「…多重人格者?」

「そう、まぁ簡単に言えば、そんな感じかな」

羽久の身体の中に、羽久は一人ではない。

羽久の中には、たくさんの羽久がいる。

皆それぞれ性格や名前や性別も違っていて、同じ一つの身体を共有しているのだ。

それが、羽久の秘密。

何それ気持ち悪い、と言われてもおかしくなかったが…。クュルナちゃんは、驚きながらも気味悪がる様子はなかった。

「クュルナちゃんも見たでしょう。私が捕まってるとき、助けに来た羽久…。あれは、羽久じゃなかった」

「…そういえば…」

思い出したようだ。

「あのときは気になりませんでしたけど…。今思えば、確かに…今の羽久さんとは違ってましたね」

「そうでしょう?」

羽久・グラスフィアは、実はあの身体を共有する人格の一つでしかないのだ。

「…えっと…。

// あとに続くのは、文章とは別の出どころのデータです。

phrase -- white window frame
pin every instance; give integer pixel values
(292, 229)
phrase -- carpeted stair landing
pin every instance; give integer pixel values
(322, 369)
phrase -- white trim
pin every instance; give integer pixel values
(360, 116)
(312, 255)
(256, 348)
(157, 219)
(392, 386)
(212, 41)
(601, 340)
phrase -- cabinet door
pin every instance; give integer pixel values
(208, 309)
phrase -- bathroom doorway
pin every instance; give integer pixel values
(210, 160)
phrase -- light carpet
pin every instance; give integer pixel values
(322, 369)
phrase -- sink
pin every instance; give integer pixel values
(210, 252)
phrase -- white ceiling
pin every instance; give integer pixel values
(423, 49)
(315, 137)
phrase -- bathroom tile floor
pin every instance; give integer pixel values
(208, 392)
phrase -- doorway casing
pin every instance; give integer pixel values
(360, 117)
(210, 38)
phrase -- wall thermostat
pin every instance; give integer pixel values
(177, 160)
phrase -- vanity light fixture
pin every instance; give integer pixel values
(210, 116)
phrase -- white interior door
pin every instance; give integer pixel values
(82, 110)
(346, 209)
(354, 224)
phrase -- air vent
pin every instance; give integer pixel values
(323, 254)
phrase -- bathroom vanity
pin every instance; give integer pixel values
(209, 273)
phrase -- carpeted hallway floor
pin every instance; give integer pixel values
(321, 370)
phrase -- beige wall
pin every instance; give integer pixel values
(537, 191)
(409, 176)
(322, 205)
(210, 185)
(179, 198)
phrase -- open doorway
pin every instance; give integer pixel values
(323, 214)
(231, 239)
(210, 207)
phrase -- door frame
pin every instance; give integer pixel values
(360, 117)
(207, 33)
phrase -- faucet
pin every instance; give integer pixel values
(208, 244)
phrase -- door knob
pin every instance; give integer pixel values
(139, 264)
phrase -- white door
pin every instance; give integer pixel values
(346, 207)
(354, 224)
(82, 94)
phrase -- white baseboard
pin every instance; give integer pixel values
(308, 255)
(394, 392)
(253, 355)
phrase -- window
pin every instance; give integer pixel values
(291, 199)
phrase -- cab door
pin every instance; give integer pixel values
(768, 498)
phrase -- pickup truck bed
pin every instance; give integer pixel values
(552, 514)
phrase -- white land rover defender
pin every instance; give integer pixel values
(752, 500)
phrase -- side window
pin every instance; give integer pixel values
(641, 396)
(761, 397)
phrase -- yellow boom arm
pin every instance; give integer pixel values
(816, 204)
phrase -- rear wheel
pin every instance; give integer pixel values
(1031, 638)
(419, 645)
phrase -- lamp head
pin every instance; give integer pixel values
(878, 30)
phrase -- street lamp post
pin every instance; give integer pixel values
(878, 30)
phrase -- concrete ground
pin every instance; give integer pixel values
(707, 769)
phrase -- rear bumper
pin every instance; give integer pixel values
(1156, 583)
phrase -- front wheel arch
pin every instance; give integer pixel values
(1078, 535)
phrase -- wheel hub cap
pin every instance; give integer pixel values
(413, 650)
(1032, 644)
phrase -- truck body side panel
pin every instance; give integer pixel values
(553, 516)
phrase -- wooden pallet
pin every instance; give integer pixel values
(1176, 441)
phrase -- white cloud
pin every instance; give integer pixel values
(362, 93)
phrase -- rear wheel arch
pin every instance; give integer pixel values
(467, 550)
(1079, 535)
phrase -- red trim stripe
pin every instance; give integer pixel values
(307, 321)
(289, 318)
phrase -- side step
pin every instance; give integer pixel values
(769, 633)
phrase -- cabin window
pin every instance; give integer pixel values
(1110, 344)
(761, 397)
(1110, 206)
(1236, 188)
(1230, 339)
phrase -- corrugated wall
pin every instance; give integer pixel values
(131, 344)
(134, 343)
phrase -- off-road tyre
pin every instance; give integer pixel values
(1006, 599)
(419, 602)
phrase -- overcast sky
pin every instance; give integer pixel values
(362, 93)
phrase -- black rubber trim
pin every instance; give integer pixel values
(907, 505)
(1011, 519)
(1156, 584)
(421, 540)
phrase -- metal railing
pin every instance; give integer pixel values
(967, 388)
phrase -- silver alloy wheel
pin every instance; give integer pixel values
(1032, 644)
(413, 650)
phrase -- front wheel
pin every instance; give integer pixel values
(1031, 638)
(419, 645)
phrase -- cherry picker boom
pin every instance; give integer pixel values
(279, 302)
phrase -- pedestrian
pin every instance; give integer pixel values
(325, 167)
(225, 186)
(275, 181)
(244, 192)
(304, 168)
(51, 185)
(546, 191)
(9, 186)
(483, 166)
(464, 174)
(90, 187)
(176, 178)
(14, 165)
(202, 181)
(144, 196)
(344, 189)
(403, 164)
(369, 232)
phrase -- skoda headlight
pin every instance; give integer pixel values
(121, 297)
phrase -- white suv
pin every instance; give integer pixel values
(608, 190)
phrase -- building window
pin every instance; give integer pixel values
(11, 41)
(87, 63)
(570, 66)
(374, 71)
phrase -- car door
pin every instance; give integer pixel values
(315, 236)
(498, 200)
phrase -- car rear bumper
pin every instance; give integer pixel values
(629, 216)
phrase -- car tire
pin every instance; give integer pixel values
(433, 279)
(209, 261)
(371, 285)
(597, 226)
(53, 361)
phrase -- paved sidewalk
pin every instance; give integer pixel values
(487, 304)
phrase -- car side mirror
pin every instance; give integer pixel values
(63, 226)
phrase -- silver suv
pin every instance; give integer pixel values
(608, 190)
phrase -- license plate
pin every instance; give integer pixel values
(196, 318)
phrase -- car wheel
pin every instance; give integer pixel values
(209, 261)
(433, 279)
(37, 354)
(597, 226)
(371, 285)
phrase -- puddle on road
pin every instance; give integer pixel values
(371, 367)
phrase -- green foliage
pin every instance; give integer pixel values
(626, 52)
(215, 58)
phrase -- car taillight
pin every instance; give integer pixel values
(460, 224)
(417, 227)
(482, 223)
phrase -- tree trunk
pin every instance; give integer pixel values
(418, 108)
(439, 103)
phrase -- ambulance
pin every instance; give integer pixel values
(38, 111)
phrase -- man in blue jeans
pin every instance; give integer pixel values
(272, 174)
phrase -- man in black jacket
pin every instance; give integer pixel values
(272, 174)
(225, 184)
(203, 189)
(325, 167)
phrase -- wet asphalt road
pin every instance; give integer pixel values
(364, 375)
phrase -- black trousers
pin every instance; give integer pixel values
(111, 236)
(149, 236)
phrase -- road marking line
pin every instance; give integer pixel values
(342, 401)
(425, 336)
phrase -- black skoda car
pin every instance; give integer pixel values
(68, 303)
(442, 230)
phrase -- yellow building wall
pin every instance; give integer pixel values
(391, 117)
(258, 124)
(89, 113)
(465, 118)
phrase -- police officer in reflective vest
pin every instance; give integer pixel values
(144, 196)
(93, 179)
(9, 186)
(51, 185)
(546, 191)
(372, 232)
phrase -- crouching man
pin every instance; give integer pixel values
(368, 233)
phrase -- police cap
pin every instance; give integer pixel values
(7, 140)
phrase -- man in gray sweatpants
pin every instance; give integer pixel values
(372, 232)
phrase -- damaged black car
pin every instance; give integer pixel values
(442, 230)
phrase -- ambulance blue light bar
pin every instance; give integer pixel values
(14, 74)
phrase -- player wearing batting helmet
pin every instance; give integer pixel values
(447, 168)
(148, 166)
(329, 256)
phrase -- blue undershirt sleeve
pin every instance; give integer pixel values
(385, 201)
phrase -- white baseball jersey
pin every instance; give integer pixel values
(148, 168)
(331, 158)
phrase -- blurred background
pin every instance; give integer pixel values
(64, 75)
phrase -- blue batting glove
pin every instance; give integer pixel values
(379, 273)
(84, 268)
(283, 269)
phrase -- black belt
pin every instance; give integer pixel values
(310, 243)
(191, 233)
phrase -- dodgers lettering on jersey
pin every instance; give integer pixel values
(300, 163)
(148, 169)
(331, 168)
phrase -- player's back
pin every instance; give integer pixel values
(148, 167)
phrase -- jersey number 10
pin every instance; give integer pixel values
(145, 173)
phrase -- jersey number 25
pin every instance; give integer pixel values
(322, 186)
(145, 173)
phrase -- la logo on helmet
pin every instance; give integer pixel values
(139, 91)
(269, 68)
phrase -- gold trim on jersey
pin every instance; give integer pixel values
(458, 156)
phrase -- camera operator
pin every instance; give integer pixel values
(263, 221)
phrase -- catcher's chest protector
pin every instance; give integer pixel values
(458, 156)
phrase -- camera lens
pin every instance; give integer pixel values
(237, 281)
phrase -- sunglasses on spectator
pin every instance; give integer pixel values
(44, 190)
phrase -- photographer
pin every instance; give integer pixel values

それでは、普段いつも表に出てきている羽久さん…私が知ってる羽久さんが、オリジナル…ってことですか?」

確かに、一日のうちで羽久でいる時間が一番長いね。

しかし。

「私はあの子の中にいる全ての人格が、それぞれオリジナルだと思ってるよ。どの人格も本物だし、偽物の人格なんて一つもない。どれも、本物の羽久だ」

どの子もそれぞれ自分の考えがあるし、それぞれ意思があって、皆好みも違っていて。

あの身体の中にいるのは、どれもが一人の人間だ。

どの子が出てきても、私は平等に接しているつもりだ。

まぁ…一部の例外はあるのだが。

「そう、ですか…」

「他に聞きたいことは?」

「…羽久さんの中には、いくつ人格があるんですか?」

…気になるよなぁ。それ。

実は私も気になってる。

「あの子の中に、何人いるのかは…。正直、私にもよく分からないんだ」

だからこそ、あの子が今何処にいるのかも、検討がつかないのだ。